Similarly, last fall Ohioans voted in support of protecting abortion in the state constitution, ensuring it would remain legal, in defiance of conservative legislators there who have been enacting anti-abortion restrictions for years. Right now, those same legislators are looking for ways to undo the will of the people—and it’s possible that the people have little to no recourse. The Ohio state Supreme Court recently allowed the state to keep its extremely partisan gerrymandered map through the 2024 elections. And in Ohio, like many other states, the Republican-led, gerrymandered legislature is also responsible for picking the state Supreme Court justices who will make final decisions on how state laws can be interpreted and applied. So much for checks and balances.

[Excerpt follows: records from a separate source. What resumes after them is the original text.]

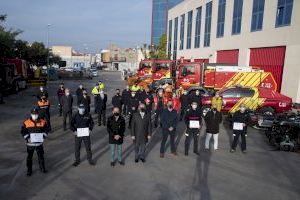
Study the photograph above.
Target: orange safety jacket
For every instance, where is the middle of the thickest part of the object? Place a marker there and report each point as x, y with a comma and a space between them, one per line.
43, 104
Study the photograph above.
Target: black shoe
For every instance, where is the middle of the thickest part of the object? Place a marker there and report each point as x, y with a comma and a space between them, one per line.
91, 162
76, 163
112, 164
29, 172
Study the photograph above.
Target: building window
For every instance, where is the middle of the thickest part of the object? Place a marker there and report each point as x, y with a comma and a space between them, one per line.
198, 27
257, 15
170, 39
221, 18
237, 17
175, 39
182, 32
284, 12
189, 31
207, 24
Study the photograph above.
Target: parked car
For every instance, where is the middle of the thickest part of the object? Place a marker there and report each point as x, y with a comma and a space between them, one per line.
74, 73
262, 100
94, 72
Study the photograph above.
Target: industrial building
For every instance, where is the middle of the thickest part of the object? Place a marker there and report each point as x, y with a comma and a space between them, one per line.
259, 33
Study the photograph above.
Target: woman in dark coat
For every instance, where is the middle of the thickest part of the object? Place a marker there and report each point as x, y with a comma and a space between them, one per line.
213, 118
116, 130
141, 132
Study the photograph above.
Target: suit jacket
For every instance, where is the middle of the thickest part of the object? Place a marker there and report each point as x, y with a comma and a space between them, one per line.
67, 103
101, 103
141, 127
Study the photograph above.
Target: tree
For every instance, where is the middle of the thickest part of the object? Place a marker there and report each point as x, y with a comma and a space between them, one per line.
160, 51
7, 39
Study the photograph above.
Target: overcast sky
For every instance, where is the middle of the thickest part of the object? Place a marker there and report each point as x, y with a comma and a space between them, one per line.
79, 22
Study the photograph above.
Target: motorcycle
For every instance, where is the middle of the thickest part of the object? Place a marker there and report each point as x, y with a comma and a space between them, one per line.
284, 131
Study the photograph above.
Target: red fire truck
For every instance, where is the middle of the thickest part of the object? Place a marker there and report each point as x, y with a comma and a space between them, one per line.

If we’re being honest, no one election will fix what’s already broken. It’s painful but true in a heavily gerrymandered voting system. That doesn’t mean we stop working to curtail voter suppression efforts. We have to continue showing up every election, particularly for off-year and local elections, where these changes to our voting systems are often on the ballot. And we must demand that our elected officials push for systemic change to ensure everyone who is eligible to vote can. That means working to expand voting rights, joining with Black Voters Matter or other community-based efforts to share resources and information, and taking action to restore the voting rights of formerly incarcerated people or other people who are disenfranchised because of the removal of ballot drop boxes or other suppression tactics. And of course, demanding expanded enfranchisement policies, such as automatic voter registration.

If we do not take seriously the connections between disenfranchisement and voter suppression tactics targeted at Black and brown people, abortion rights will never be guaranteed, no matter where you live or who you vote for. Abortion rights cannot exist without voting rights. When we isolate these issues from one another, we all lose.